Methods : Optic nerve axotomy was performed in mice expressing yellow fluorescent protein in RGCs. Insulin was administered daily starting at three days after injury, when dendrites have substantially retracted. To investigate the mechanisms of insulin action, the following compounds were used: i) rapamycin, an inhibitor of mTOR complex 1 (TORC1), ii) siRNA against rictor, an essential component of mTOR complex 2 (TORC2). Gold particles coated with CMV:tdTomato and CMV:PSD95-YFP, which has been previously used as a synaptic marker, were biolistically delivered to visualize RGC glutamatergic postsynaptic sites. Seven days post-lesion, RGC dendritic trees and synapses were 3D-reconstructed using Imaris (Bitplane) and analyzed. RGC survival was assessed by quantification of RBPMS-labeled cells.

Results : Our data show that insulin promotes remarkable dendrite regeneration, restoring dendritic length, field area, and complexity to values found in naïve retinas (N=5/group, 40-50 RGCs/group). Importantly, insulin induced robust regeneration of excitatory synapses in OFF-transient, OFF- and aON-sustained RGCs. Inhibition of only TORC1 resulted in loss of dendritic tree complexity, while length and field area were preserved. In contrast, blockade of TORC2 resulted in reduced dendritic length and field area but did not alter complexity. Insulin also stimulated RGC survival which was dependent on both TORC1 and TORC2 activity.

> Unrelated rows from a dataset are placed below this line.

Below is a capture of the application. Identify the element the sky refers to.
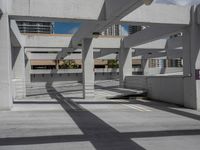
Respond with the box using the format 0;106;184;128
54;0;200;35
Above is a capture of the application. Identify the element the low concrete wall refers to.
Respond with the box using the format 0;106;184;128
144;67;183;76
125;75;184;105
125;76;147;90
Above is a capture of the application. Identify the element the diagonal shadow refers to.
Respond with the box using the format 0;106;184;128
43;83;145;150
0;129;200;146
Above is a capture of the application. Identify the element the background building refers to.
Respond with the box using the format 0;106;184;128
17;21;53;34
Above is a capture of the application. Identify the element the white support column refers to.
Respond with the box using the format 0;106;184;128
183;7;200;110
25;52;31;84
119;40;132;88
12;47;26;98
82;38;94;99
0;13;12;110
142;57;149;75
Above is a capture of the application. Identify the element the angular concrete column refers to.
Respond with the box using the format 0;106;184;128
0;13;12;110
119;40;132;88
25;52;31;84
141;57;149;75
82;38;94;99
12;47;26;98
183;7;200;110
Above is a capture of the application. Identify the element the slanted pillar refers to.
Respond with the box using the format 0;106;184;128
82;38;94;99
0;13;12;110
119;40;132;88
141;56;149;75
12;47;26;98
25;52;31;84
183;7;200;110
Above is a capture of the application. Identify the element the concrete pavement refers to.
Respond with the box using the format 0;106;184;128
0;82;200;150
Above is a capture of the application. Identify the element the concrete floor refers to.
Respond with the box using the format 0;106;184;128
0;81;200;150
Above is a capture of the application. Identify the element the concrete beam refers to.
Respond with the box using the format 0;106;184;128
166;36;183;49
124;25;185;47
24;34;121;49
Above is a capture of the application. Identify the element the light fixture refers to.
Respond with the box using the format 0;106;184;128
78;43;82;47
92;32;101;38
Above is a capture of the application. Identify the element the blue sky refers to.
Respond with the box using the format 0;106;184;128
54;0;200;34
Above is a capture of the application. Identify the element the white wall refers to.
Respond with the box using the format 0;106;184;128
125;75;184;105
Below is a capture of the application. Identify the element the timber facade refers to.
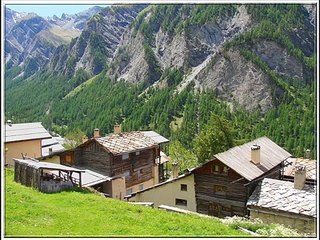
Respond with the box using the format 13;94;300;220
60;133;163;197
194;159;282;218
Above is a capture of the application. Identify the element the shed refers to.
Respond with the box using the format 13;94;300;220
283;158;317;184
247;178;317;233
14;159;84;192
5;122;52;166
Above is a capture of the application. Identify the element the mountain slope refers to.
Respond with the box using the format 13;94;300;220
5;7;101;78
6;4;317;159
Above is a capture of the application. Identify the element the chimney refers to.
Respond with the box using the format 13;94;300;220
113;124;121;134
294;165;307;190
305;149;311;159
251;144;260;165
93;128;100;138
82;135;88;143
7;120;12;127
172;162;179;178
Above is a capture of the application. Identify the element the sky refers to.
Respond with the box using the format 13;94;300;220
6;4;107;17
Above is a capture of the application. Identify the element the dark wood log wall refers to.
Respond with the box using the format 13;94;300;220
195;160;248;217
112;148;157;188
195;160;281;217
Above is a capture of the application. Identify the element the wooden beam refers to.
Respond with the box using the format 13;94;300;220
79;172;82;187
230;177;245;184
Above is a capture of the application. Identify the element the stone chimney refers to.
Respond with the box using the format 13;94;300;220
251;144;260;165
294;165;307;190
172;162;179;178
7;120;12;127
82;135;88;143
93;128;100;138
113;124;121;134
305;149;311;159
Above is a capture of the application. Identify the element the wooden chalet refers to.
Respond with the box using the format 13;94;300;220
193;137;291;217
60;130;169;199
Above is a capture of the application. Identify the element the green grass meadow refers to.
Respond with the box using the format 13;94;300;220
4;170;246;237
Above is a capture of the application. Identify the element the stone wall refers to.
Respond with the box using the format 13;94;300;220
250;208;316;233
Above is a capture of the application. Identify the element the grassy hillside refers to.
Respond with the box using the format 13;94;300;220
5;170;246;237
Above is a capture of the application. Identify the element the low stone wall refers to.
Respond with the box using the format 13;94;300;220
40;179;73;193
250;209;316;234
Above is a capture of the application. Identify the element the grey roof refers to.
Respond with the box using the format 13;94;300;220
5;122;52;143
214;137;291;181
125;171;193;198
247;178;317;217
284;158;317;180
142;131;169;144
13;159;84;172
95;132;157;155
51;168;112;187
41;137;65;157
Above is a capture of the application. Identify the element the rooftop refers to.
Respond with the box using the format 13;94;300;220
5;122;51;143
41;137;65;157
96;132;160;155
214;137;291;181
51;167;112;187
247;178;317;217
284;158;317;181
13;159;84;172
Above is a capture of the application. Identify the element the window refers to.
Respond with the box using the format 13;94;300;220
213;185;227;194
126;188;132;195
211;165;220;173
122;153;129;160
66;155;72;164
123;170;130;177
222;166;229;175
180;184;188;191
176;198;188;207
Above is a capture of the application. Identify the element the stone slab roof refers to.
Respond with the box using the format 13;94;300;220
214;137;291;181
284;158;317;180
96;131;158;155
5;122;52;143
247;178;317;217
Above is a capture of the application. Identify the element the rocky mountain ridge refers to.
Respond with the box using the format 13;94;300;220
5;7;101;78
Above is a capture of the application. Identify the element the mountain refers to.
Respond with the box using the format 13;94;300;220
49;5;146;76
5;7;102;78
6;4;317;159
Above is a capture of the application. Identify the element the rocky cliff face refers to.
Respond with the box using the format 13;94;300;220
108;5;314;112
6;4;316;112
5;8;101;77
49;5;146;75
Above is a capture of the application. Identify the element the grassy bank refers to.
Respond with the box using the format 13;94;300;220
5;170;245;237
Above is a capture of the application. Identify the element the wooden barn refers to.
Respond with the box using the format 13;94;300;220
193;137;291;217
247;176;317;234
14;159;84;192
60;130;169;198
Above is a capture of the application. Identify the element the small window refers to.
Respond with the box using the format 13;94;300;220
123;170;130;177
213;185;227;194
222;166;229;174
180;184;188;191
211;165;220;173
176;198;188;207
122;153;129;160
126;188;132;195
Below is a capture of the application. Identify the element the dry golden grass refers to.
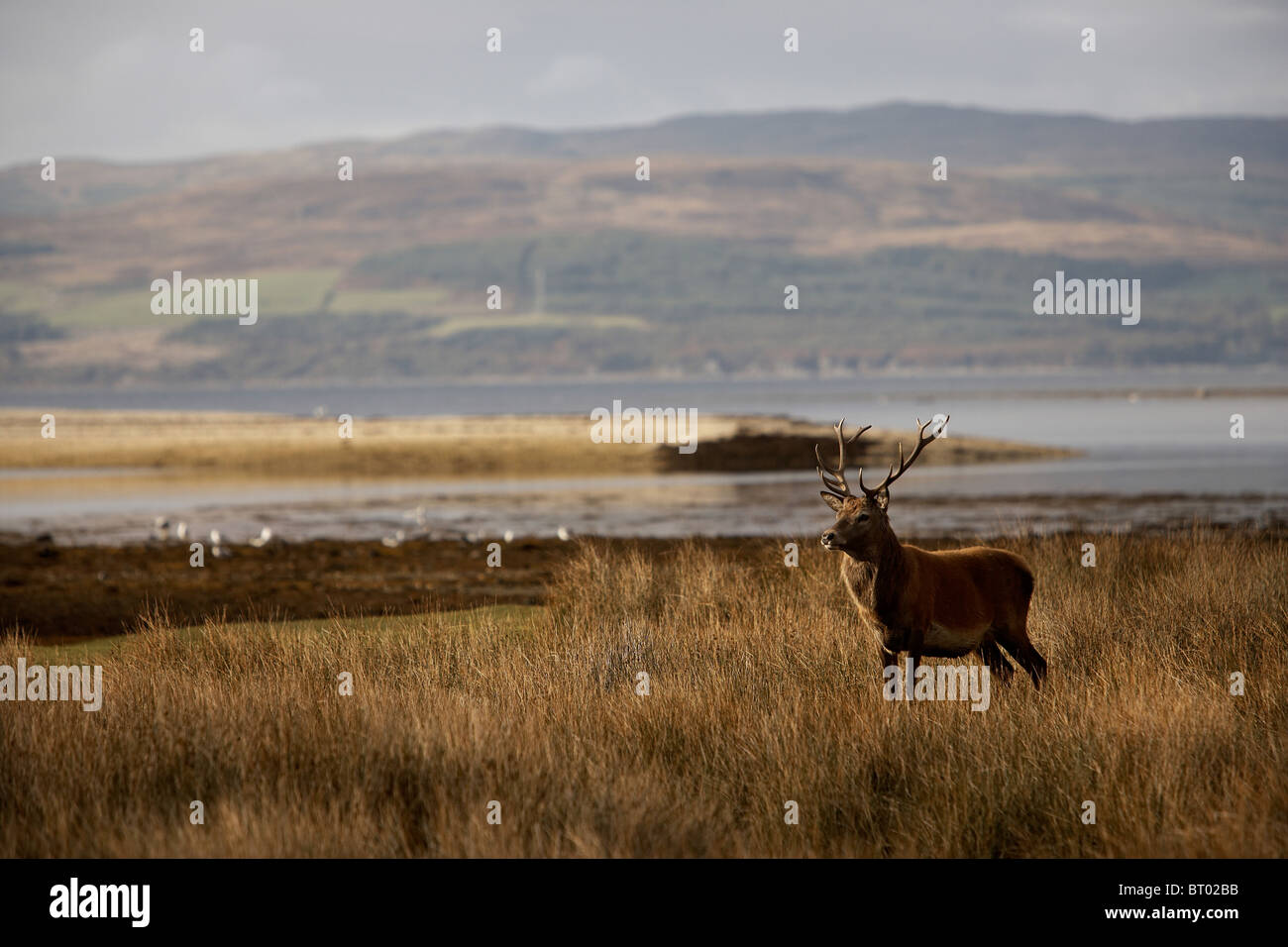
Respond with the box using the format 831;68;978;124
0;530;1288;857
0;408;1070;487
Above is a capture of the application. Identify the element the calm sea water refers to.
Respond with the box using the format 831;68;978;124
0;369;1288;543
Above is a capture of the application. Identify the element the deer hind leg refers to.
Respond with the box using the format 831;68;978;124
880;648;899;681
979;637;1015;684
997;624;1046;690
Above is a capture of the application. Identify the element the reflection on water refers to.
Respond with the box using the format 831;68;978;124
0;453;1288;544
0;368;1288;543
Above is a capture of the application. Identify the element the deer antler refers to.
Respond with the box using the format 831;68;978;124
814;417;872;497
859;415;950;496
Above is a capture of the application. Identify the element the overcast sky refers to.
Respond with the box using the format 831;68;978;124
0;0;1288;164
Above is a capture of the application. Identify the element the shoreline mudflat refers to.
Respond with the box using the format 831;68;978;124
0;408;1076;476
0;527;1288;644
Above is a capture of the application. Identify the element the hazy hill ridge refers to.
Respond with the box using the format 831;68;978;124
0;103;1288;381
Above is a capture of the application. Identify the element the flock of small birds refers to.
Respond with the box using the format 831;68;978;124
143;506;572;549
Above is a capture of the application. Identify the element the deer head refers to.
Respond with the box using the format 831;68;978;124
814;417;948;562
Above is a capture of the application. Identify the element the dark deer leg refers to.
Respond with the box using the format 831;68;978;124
999;629;1046;690
979;640;1015;684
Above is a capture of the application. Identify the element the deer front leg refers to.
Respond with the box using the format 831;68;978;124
909;627;926;678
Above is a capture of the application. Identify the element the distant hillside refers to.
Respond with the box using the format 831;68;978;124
0;104;1288;384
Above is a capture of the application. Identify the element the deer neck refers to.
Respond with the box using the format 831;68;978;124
851;530;909;625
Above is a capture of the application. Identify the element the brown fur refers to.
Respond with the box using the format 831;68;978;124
821;491;1046;686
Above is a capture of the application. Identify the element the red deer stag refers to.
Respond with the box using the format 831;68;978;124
814;417;1046;688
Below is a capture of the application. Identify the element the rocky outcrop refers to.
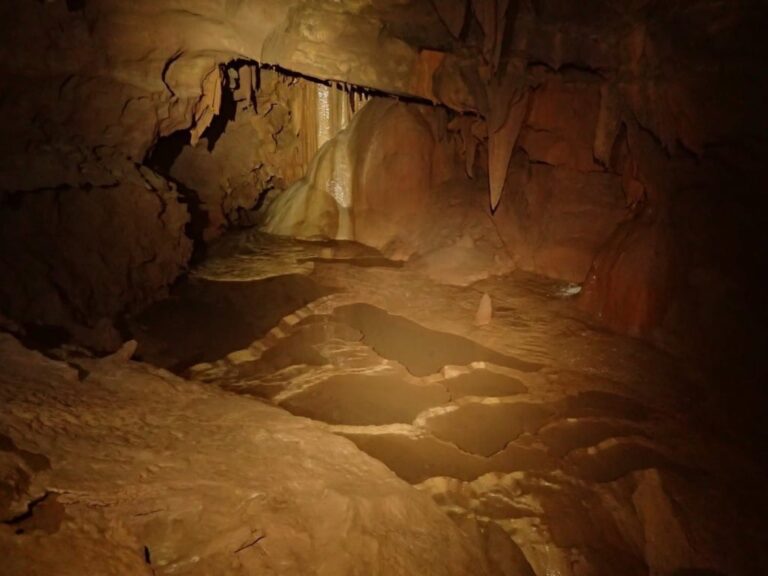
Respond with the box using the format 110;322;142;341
0;163;191;350
265;99;435;255
0;335;487;576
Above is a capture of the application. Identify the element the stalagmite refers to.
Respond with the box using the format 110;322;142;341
475;292;493;326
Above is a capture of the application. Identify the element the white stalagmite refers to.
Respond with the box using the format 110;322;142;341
475;292;493;326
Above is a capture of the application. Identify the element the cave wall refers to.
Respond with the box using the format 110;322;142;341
0;0;768;356
462;0;767;349
0;0;466;347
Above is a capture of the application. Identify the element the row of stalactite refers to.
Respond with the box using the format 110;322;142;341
289;78;370;174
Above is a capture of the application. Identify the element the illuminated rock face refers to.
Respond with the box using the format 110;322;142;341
0;0;767;352
265;99;434;251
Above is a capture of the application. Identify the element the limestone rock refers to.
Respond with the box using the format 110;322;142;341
475;293;493;326
0;335;487;576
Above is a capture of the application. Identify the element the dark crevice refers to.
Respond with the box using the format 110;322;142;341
160;50;184;98
144;129;209;264
528;60;609;80
3;492;54;526
201;69;237;152
67;0;85;12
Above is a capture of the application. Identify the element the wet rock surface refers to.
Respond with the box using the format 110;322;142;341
171;234;765;576
0;335;486;576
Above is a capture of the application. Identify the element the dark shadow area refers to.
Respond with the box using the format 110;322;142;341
128;275;330;373
334;304;541;376
281;374;449;425
443;370;528;400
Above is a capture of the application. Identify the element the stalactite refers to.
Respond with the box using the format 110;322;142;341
488;92;528;211
190;66;224;146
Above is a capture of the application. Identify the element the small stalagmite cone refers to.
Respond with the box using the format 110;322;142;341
475;292;493;326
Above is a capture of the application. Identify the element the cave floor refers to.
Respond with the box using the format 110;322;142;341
129;232;768;576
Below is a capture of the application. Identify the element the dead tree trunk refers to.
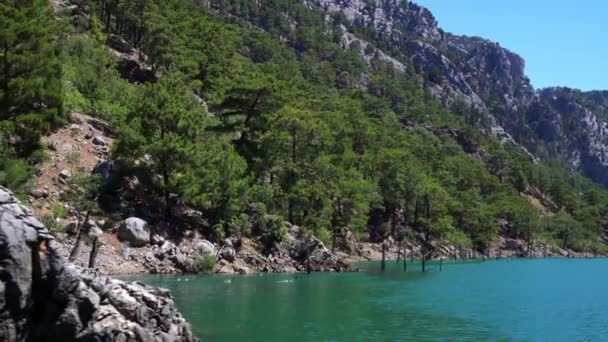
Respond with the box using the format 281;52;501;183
380;241;386;272
89;236;99;268
68;210;91;262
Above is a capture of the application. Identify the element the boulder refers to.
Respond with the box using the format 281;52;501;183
0;187;197;342
220;246;236;262
194;240;215;255
28;189;49;199
220;239;236;262
118;217;150;247
59;170;72;180
93;135;108;146
150;234;165;246
63;222;78;236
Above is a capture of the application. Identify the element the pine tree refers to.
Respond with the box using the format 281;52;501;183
0;0;62;155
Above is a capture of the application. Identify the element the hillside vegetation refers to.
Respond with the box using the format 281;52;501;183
0;0;608;260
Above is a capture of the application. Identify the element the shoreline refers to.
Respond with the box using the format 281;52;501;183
109;255;608;279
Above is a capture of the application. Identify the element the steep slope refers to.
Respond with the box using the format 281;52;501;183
304;0;608;185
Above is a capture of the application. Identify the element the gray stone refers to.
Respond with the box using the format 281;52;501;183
118;217;150;247
93;135;108;146
220;246;236;262
59;170;72;180
0;187;197;342
150;234;165;246
194;240;215;255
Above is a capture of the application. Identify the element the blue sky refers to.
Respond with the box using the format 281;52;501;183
414;0;608;90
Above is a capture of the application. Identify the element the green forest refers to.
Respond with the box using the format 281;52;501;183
0;0;608;253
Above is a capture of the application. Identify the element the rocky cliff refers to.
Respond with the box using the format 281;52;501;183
0;187;196;341
302;0;608;185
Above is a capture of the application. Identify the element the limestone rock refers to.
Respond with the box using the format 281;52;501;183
194;240;215;255
118;217;150;247
0;187;197;342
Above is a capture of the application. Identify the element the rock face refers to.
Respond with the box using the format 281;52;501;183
0;187;197;342
194;240;215;255
291;0;608;185
118;217;150;247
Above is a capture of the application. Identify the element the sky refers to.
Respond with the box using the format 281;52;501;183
414;0;608;90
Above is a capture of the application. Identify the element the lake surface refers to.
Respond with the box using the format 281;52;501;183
121;259;608;342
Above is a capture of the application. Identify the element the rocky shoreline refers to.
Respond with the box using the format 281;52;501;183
59;221;601;275
0;187;198;342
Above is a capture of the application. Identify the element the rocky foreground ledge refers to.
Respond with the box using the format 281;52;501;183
0;187;198;342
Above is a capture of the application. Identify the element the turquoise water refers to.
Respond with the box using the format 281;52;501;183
120;259;608;342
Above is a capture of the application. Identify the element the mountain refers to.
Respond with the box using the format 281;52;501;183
296;0;608;185
0;0;608;272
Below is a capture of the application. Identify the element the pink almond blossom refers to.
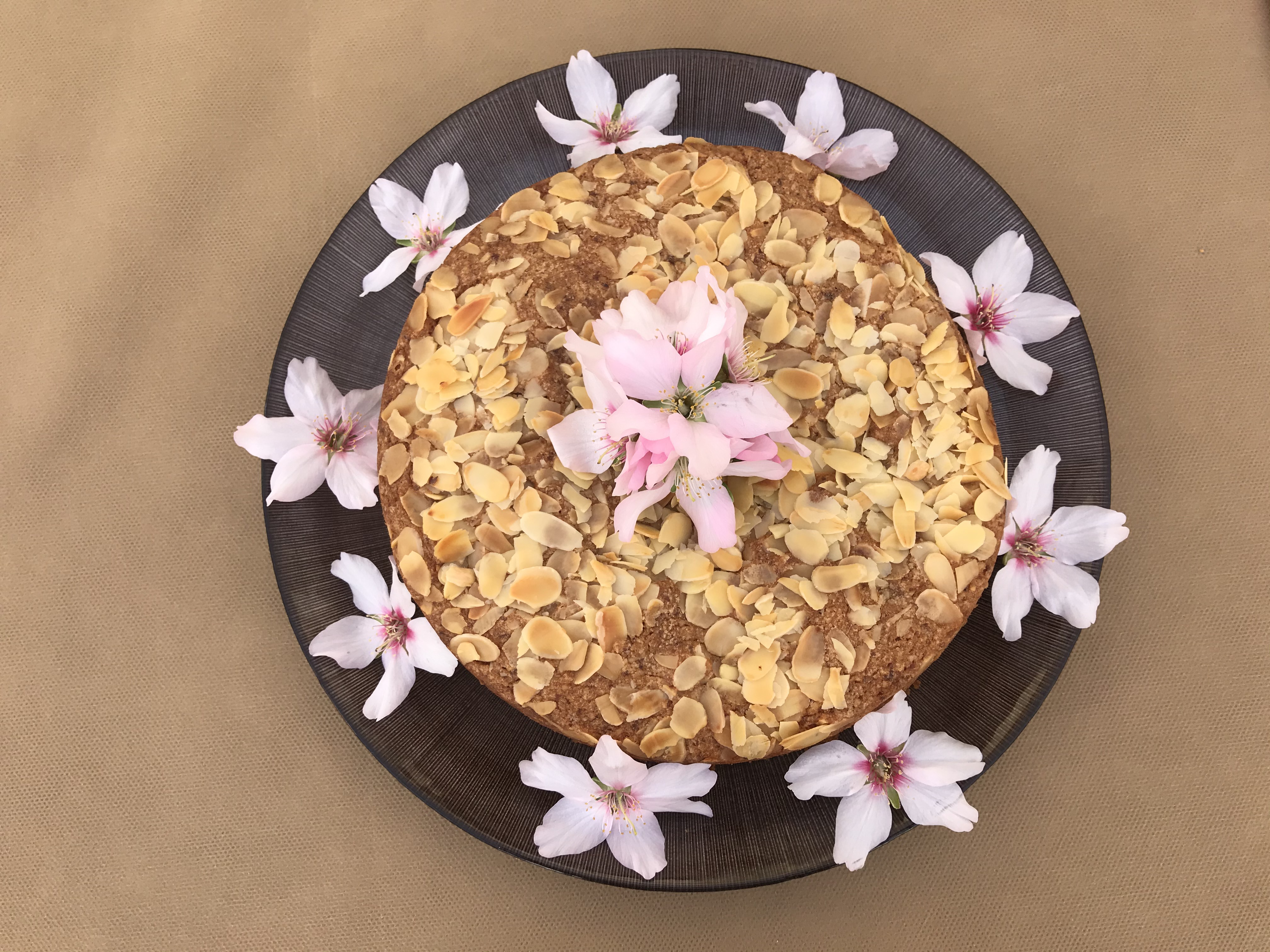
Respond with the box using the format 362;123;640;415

Conclusions : Our data support several important conclusions: 1) insulin promotes substantial RGC dendrites and likely synapse regeneration after axonal injury, 2) both mTOR complexes are required for successful dendritic regeneration, with TORC1 controlling tree complexity and TORC2 governing dendrite length and arbor area, 3) insulin stimulates robust RGC survival through TORC1 and TORC2 activation. Strategies to regenerate dendrites and synaptic connections in injured RGCs may have implications to restore vision in glaucoma

This is an abstract that was submitted for the 2017 ARVO Annual Meeting, held in Baltimore, MD, May 7-11, 2017.